Tuesday, December 29, 2009

Dumped



“He just dumped me.”

I choked on the piece of bread I was eating and looked up at my friend. 

“What?” I asked.

She burst into tears and starting wailing loudly. People in the restaurant turned to stare at us. I automatically shifted into the sympathy mode, patting her shoulder and silently passing her a tissue, while wishing the old man at the next table would stop peering at us through his thick glasses and mind his own business. I signaled the waiter for a large scoop of chocolate ice cream. 

She blew her nose and looked at me through red eyes. 


“But why? I thought you guys had stopped fighting?” I enquired, infusing enough concern and anger in my voice as was expected of me. 

“He says he wants someone who is more practical and less emotional. What the hell does he mean by that? Am I the kind of person who makes a scene?” she screamed.

I declined to point out that the whole restaurant was now staring at us avidly, more Interested in her drama than the menu. Choosing the lesser of the two evils, I hid my embarrassment and nodded my head in agreement; assuring her that she wasn’t emotional and that he was a jerk and that he didn’t deserve her. Fifteen minutes of who-needs-men and men-are-bastards and five hundred calories later, she calmed down enough to bring her voice down a notch. I mentally added another to her list of failed relationships, which was now at a staggering seven. 

I’ve known her since my school days and despite our many differences, we’ve always remained good friends. We tended to balance each other-she was dumb, I was smart (which is another way of saying I was a nerd); she was the ‘hot chick’ while I was the kind who is usually invisible to guys till exam time. Still we managed to remain friends through our school and college lives.

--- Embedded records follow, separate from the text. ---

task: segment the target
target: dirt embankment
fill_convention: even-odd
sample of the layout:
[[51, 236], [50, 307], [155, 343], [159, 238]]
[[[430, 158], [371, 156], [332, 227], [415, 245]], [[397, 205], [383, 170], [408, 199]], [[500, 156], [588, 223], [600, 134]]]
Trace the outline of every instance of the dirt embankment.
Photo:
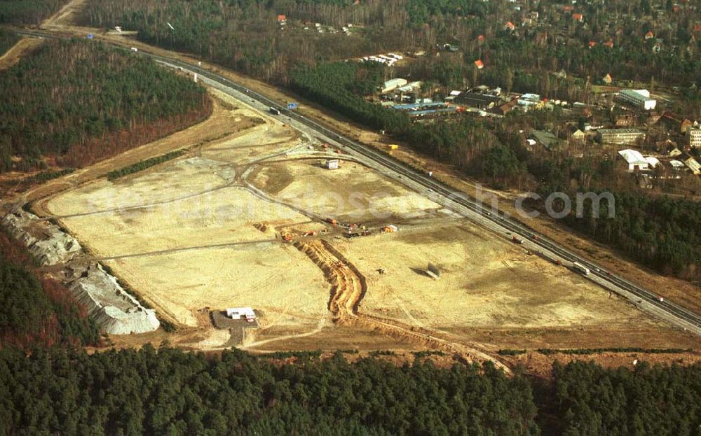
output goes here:
[[294, 246], [305, 253], [322, 271], [331, 284], [329, 310], [336, 324], [362, 327], [383, 335], [424, 344], [456, 353], [465, 361], [490, 361], [510, 373], [500, 360], [458, 342], [434, 336], [435, 333], [396, 320], [385, 319], [358, 313], [358, 306], [367, 290], [365, 276], [354, 265], [325, 241], [298, 241]]
[[[6, 215], [1, 224], [42, 265], [64, 265], [62, 281], [103, 331], [128, 335], [158, 328], [155, 311], [142, 306], [100, 265], [78, 266], [86, 253], [57, 225], [21, 210]], [[71, 266], [74, 261], [76, 266]]]
[[8, 69], [20, 62], [22, 57], [39, 48], [43, 41], [36, 38], [22, 38], [4, 55], [0, 56], [0, 71]]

“Remember when I had my first break-up?” she asked. We were only fourteen then, at a time when we were just discovering new body parts, and the idea of having a boyfriend was nothing more than owning a shiny new doll, and something inspired by chick flicks we watched on weekends. The word ‘dumping’ meant nothing more than a few tears and was soon forgotten over a large tub of icecream. As we grew older, the size of the tub grew proportionally smaller and was accompanied by increasingly expensive shopping sprees.

“Why do these things happen to me?” she said, looking up at the ceiling, as if all the Gods had specifically chosen to trouble her alone. I could have told her that she’d brought it onto herself but then she’d never listened to me. She could never stay single longer than a few months. I could not understand what she saw in the men she went out with, when it was plain to everyone else that they didn’t care for her more than they cared for their cars, and that they wanted only one thing from her.

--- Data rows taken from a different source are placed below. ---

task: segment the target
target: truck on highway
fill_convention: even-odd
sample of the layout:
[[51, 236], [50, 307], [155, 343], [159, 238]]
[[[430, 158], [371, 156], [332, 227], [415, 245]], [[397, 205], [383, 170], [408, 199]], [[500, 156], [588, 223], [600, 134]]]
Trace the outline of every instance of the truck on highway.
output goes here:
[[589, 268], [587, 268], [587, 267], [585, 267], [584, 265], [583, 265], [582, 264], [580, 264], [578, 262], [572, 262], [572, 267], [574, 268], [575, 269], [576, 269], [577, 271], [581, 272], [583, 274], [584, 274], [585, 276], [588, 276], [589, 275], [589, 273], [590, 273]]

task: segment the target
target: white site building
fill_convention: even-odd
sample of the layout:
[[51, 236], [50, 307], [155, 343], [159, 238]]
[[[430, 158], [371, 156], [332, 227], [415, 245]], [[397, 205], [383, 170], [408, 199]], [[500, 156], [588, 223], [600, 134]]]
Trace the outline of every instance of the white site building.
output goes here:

“That’s not true. It’s not just about sex. I care about them and they care about me too,” she said, when I told her quite bluntly. I rolled my eyes. 

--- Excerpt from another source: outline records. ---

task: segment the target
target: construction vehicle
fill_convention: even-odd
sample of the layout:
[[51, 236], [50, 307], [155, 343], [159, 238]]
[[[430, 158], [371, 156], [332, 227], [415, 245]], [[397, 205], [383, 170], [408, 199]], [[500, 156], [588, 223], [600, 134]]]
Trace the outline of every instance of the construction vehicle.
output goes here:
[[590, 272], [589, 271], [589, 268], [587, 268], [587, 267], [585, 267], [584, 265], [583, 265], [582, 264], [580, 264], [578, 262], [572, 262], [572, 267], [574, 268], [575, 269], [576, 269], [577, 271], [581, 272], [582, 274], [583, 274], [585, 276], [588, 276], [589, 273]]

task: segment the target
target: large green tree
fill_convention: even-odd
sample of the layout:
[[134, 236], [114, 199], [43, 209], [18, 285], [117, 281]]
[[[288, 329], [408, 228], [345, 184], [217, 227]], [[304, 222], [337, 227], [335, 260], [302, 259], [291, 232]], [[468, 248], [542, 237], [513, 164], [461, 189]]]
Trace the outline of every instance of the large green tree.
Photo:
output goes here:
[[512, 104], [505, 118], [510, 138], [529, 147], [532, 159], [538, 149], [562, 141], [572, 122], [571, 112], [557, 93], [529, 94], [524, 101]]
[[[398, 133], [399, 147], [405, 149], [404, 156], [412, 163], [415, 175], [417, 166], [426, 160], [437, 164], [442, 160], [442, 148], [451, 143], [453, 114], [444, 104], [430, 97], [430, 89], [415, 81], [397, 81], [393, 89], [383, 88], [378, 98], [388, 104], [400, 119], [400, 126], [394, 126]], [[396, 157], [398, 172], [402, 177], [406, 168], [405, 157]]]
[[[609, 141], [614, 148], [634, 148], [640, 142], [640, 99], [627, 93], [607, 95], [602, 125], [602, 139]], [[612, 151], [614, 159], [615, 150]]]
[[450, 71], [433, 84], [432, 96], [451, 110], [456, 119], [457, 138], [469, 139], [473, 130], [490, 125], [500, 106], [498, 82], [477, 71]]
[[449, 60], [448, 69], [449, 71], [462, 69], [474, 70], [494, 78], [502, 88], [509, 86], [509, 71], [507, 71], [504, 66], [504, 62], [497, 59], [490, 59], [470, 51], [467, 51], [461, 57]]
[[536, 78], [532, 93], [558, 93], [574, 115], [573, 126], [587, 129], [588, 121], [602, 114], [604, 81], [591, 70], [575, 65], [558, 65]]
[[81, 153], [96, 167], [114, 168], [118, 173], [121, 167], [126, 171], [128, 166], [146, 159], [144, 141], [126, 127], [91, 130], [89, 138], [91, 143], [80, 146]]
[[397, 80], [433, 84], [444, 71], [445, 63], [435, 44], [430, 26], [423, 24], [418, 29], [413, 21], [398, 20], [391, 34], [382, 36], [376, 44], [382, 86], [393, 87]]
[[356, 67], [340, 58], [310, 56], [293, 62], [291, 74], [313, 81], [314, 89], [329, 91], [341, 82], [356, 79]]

“This is men we are talking about. Words like ‘care’, ‘PMS’ and ‘commitment’ don’t figure in their dictionary,” I said. She looked at me and burst into tears again. I threw up my hands and fell back in my chair in frustration. 
Ok, I admit I didn’t have the guts to tell her to her face that she was being silly and immature and that she needed to get a grip. That was just me. If I had a house of my own, the name plate would probably read D-O-O-R-M-A-T. 

It took me another half an hour of male-bashing and another large scoop of ice cream to make her stop crying. By the time the bill arrived, she was calm enough to stop blowing her nose and even offered to pay the bill, which I gladly let her do, taking it as my fee for being her sounding board and counselor. For the seventh time. In my own foolish way, I felt nice for having helped her by being such a good friend and being so sympathetic.

We had just walked out of the restaurant when I remembered I’d left my car keys inside. I went back to get them. When I came out, she was standing there, talking to a guy. There was no trace of tears in her eyes and she was giving an ‘I’m-available’ pose- with one hand on her hip, her head slightly tilted and a sly smile on her face. He murmured something to her to which she gave a well-practiced husky laugh, and said, “Don’t be silly. I’m not that pretty!”

She turned to look at me and beamed as if the past one hour hadn’t happened at all. “He’s so cute, isn’t he?” she came up and whispered to me. Ignoring my stare, she said, “He’s just asked me if I could join him for a drive along the beach and I’ve said yes. What do you think?”

I looked from him to her and slapped myself three times. I walked to my car, shut the door and drove away, without looking back.